They arrived back in the south-west on Saturday afternoon.
Head instructor Frank McKenzie said the tour was an eye-opener.
“For me some of the highlights were interacting with clubs from other styles, especially in Asian countries Hong Kong and Singapore,” he said.
“I found them welcoming and happy to share their knowledge.
“Another highlight was training with Junior Lefevre in Belgium.
“We’d trained with him before on a previous tour in 2005. It was quite inspirational.
“The German crew, we were with them for six days and they had a jam-packed program.
“We had three sessions of Krav Maga, which was developed in Israel for the special forces and quite a few countries now use them for their police units.
“It’s very interesting and very valuable.”
Funakoshi Karate International leader Edwin Ward conducted Skype sessions from Canada with the group.
Ward is a 77-year-old South African who moved to Canada some three decades ago. “They were hard but good — you were glad when they were over,” McKenzie said.
“Six or seven of us in small dojo (did some sessions) and then the whole group did a three-hour session with him from Germany.

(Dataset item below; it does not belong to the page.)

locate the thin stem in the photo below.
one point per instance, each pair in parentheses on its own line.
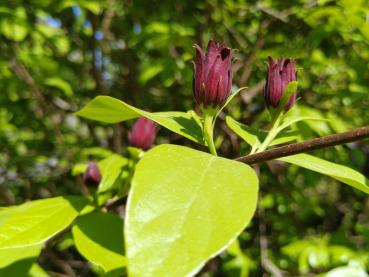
(272,133)
(309,145)
(208,132)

“We broke it into six half-hour blocks and took it a step at a time.”
Warrnambool contested an international karate championship in Belgium.
It attracted 180 competitors from Australia, New Zealand, Germany, Belgium and South Africa.
Warrnambool contested 27 of the 40 divisions, receiving nine firsts, eight seconds and 17 thirds.
It scored three trifectas — Chris Naidoo, Peter Conroy, Jillian Cole and Peter Moore (35-plus DHN grades mixed), Hamilton Crusaders, Hard Target and Sunrise (junior team kata), Jillian Cole, Simone Rolfe and Sarah Irving (35 years women two-minute).
Simon Young, Jace Nepean, Victoria Kelly and Cherryl Naidoo all won individual titles.
McKenzie said the group’s itinerary was jam-packed.
“Half was karate-related and the rest was sightseeing,” he said.
“Each place we visited we did a half-day city tour so you got to see the highlights. We visited quaint cities with history and a castle or two.”